Yays! I just did my first swim in the pool before Spring ends! We have a hot afternoon today, and now the clouds are rolling in again. Bugger that.

This post is a bit all over the place because it was written on Saturday, and Sunday! I’ve been busy. I went over to Governors Bay 2 days in a row to help new friends out with their permaculture section with a great view. It is the first time I use a grubber. It is also the first time I figured out how to prepare beetroots fresh from the ground, you have to peel them. I helped dug a swale for the first time too! Taught them how to manage Peach Leaf Curl as well.

So, here it goes again. No matter how many chemical sprays you put on, you are still going to get Peach Leaf Curl. In UK, they grow peaches and nectarines in greenhouse, so that the rain don’t splash on the leaves and ending up with leaf curl. I think that’s too much for commercial growers who only get about $3 to a kilo at best. Anyway, first up is pruning for good air flow, and planting in a spot with good air flow too. If you observe the shape of the leaves, you will notice that they are rather narrow possibly indicating their adaptation to lots of wind. The best way to manage Peach Leaf Curl is with one hand holding a plastic bag and another pinching out any leaves showing possible signs of infection, right at the start of the season when the leaves are starting to come out. The early signs are tiny red blisters on the leaves. Take out individual leaves for a start, and those you miss at the start will usually infect the entire shoot and you will need to remove them whole as soon as you spot them. Do it every year. Do it every time you take a stroll around your trees. It therefore pays, to have your trees pruned to a reasonable height where you can reach them easily. Though I must say, I am not a fan of the modern dwarf peach and nectarine variety. They are too stunted, the growth too bushy, and is a prime target for pests and diseases, think Brown Rot. One way for height control would be trellis, which is done in the UK greenhouse. Another would be planting 3 or 4 very close together as a guild, closer than the recommended spacing from nursery catalogs, root competition will help restrict growth. Or, maybe throw a tarp over your tree in Spring, or a greenhouse film!

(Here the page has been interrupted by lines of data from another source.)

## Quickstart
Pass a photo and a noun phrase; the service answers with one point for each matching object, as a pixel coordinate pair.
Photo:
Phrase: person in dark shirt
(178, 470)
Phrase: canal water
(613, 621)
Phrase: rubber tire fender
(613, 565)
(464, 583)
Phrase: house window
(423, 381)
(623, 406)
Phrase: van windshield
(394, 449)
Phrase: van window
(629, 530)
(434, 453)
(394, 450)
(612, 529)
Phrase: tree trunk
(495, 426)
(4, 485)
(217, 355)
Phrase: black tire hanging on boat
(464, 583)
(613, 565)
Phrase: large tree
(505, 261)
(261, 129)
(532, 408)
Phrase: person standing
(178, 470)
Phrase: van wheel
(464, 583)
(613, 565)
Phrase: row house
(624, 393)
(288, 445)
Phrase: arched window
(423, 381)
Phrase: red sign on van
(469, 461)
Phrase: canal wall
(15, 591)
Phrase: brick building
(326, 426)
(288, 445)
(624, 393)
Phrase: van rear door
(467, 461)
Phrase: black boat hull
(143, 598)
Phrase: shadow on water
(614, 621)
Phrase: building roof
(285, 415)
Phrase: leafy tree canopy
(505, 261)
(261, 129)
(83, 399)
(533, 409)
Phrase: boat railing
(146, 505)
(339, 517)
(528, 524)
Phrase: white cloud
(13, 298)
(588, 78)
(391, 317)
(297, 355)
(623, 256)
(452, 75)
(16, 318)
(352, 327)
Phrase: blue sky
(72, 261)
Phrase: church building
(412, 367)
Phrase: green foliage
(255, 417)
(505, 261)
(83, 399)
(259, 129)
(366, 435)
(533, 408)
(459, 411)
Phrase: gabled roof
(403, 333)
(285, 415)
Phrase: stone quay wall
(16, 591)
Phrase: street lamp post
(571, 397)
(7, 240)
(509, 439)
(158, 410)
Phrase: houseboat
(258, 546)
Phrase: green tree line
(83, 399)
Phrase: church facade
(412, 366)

It always amazed me to see people staking their newly planted trees. So much love! We planted quite a lot of trees in the orchard, and we did not stake any of them, except for taller trees, that is, anything taller than me. So, in my own garden planting, none of my trees are staked. The only time a tree fell over, is when Caesar knock the pot over. I get gusty wind here too! So, I think staking is over-rated. But you could possibly argue that staking helps the tree to establish themselves faster. Therefore, let’s agree to disagree and do what makes you feel better at the end of the day. Oh, I did stake the Apple Mother on a M9 root stock, it helps me to sleep at night. Cheers!

I’ve got some Powdery Mildew on the Pinot Gris and Apple Tropicana. Sprayed Thuja C30 on them, and I will need to monitor the condition and do a Thuja C200 on them soon. I did remove the infected shoots off the Apple Tropicana. The spray seems to help as the signs are easing on the Pinot Gris. I have somehow decided as a principal not to use elemental Copper and Sulfur in my own garden, not even spraying oil, except Neem Oil. It is totally hardcore soil health and plant health.

Coolest portrait of Caesar so far. I figured something out about him recently, being of a Border Collie and a Labrador Retriever cross, he must have got his wiring mixed up. He is now retrieving the sheep, and rounding up fallen game.